Keynote Speakers
Ronald Hanson
QuTech, NETHERLANDS
About the Speaker
Ronald Hanson (1976) is a Distinguished Professor at Delft University of Technology and a principal investigator at QuTech. He is one of the four founding professors of QuTech (2014), serving as its Scientific Director from 2016 to 2020. Ronald was the main driving force in establishing the 7-year, € 615 million national program Quantum Delta NL, leading the team in the run-up phase and serving as the first chairman of its Executive Board (2021-2023).
Ronald’s research focuses on exploring and controlling quantum-entangled states, with the long-term goal of leveraging these in future quantum technologies, such as quantum computing and the quantum internet. His work combines quantum optics, solid-state physics, nuclear magnetic resonance, quantum information theory and nanofabrication. In 2014, his group made headlines by teleporting quantum data between electrons on distant solid-state chips. In 2015, he ended a decades-long scientific quest by performing the first loophole-free Bell test. In 2018, his group achieved a significant milestone by generating quantum entanglement faster than it would be lost. In 2021, his team realized the world’s first multi-node entanglement-based quantum network in the lab. In the coming years, he aims to build on these results to demonstrate the fundamentals of a future quantum internet on the road towards large-scale deployment.
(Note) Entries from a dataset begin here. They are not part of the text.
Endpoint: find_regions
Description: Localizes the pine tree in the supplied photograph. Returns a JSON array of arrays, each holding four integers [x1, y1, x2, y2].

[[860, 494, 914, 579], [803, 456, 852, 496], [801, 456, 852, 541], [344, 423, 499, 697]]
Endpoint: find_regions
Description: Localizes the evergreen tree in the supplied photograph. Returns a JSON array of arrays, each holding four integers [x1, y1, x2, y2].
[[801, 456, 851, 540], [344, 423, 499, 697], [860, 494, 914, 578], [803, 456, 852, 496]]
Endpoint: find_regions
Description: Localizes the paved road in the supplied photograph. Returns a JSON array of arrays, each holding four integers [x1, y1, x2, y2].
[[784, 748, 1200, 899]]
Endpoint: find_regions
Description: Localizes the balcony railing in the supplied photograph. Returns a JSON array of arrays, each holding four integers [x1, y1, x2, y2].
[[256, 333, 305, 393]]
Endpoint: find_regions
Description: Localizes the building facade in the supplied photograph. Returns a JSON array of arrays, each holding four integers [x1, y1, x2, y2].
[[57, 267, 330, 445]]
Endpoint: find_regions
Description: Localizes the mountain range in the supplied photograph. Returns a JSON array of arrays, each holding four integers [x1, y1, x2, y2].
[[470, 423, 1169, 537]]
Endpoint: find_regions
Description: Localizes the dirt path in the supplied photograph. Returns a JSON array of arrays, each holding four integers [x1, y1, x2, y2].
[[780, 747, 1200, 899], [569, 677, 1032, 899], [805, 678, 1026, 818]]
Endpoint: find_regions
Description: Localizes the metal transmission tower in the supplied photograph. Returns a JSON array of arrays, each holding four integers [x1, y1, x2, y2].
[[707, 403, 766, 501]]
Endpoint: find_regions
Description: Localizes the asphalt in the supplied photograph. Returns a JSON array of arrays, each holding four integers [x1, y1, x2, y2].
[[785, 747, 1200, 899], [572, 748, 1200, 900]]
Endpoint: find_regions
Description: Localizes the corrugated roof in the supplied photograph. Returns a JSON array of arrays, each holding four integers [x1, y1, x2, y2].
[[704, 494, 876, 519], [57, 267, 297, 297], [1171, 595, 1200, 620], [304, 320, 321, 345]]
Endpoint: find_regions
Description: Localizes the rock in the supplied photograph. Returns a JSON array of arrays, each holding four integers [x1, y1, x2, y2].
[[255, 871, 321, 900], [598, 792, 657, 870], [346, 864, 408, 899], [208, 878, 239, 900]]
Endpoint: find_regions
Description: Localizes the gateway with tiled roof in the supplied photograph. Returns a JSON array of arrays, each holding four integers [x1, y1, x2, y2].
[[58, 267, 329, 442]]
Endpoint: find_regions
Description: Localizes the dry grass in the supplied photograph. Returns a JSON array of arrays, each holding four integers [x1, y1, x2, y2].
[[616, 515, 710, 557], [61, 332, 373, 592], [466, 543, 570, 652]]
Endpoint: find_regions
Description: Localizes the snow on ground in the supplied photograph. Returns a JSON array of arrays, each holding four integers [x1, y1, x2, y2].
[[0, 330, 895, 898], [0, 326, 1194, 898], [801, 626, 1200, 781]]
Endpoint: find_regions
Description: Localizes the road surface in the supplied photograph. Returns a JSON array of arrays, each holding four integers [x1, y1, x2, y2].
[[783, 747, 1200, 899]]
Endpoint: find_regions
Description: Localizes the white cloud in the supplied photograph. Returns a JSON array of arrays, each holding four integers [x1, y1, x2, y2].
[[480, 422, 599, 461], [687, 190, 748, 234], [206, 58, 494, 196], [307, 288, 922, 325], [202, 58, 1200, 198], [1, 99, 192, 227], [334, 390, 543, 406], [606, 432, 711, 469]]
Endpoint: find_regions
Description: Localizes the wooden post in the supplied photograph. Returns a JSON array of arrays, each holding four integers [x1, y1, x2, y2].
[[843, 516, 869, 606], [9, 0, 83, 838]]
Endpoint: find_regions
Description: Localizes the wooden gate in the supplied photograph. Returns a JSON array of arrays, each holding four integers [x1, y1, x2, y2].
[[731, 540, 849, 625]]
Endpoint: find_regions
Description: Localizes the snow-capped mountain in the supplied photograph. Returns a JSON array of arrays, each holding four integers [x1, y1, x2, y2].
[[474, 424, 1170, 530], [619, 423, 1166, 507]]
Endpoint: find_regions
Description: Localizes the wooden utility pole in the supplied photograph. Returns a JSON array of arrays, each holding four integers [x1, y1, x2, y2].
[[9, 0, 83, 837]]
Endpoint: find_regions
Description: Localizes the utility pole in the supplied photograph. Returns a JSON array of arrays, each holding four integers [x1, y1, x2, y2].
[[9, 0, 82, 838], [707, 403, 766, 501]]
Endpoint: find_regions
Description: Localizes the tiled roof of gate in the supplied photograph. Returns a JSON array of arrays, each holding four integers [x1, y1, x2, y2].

Ronald has received several awards for his work, among which are the Nicholas Kurti European Science Prize (2012), the Huibregtsen Award for Excellence in Science and Society (2016), the John Stewart Bell Prize (2017), and the Physica Prize (2022). In 2019, he received the Spinoza Prize, the highest scientific award in the Netherlands. He was elected as a member of the Royal Holland Society of Sciences and Humanities (KHMW) and of the Dutch Royal Academy of Sciences (KNAW), and as a Fellow of the American Physical Society. In 2020 he was appointed as the university’s 6th Distinguished Professor.
David Lucas
University of Oxford, UNITED KINGDOM
Distributed Quantum Computing Using A Trapped-Ion Quantum Network
About the Speaker
Professor David Lucas is an experimental atomic physicist at Oxford whose research focuses on trapped‐ion quantum computing. He leads a group working on precision control, coherence, and error reduction in ion trap qubits, pushing toward fault-tolerant quantum logic. Recently his team set a new global benchmark for single-qubit gate fidelity—achieving an error rate of just 0.000015% (one in 6.7 million) —and has demonstrated distributed quantum computation by linking remote ion processors via photonic interfaces.
Seigo Tarucha
Riken, JAPAN
About the Speaker
Seigo Tarucha received the B.E. and M.S. degrees in applied physics from the University of Tokyo in 1976 and 1978, respectively. He joined the NTT Basic Research program in applied physics at the University of Tokyo in 1986. In 1998, he moved to the University of Tokyo as a professor in the Department of Physics and then to the Department of Applied Physics in 2005. In March of 2019, he retired from the University of Tokyo, and since then, he has been fully affiliated with the RIKEN Center for Emergent Matter Science (CEMS). He has been running a Quantum Functional System Research Group in CEMS since 2013 and also a Semiconductor Quantum Information Device Research Team in RIKEN Center for Quantum Computing (RQC) since 2019. He was a guest scientist at the Max-Planck-Institute (Stuttgart) in 1986 and 1987 and at TU Delft in 1995. He is currently working on the physics and technology of spin-based quantum computing and topological quantum computing. He received the Japan IBM award in 1998, the Kubo Ryogo award, the Quantum Devices award in 1998, the Nishina award in 2002, the National medal with purple ribbon in 2004, the Leo Esaki Award in 2007, the Achievement award of Japan Applied Physics Society in 2018 and the Fujiwara Award in 2023. He is a fellow of the Japan Applied Physics Society and the IOP.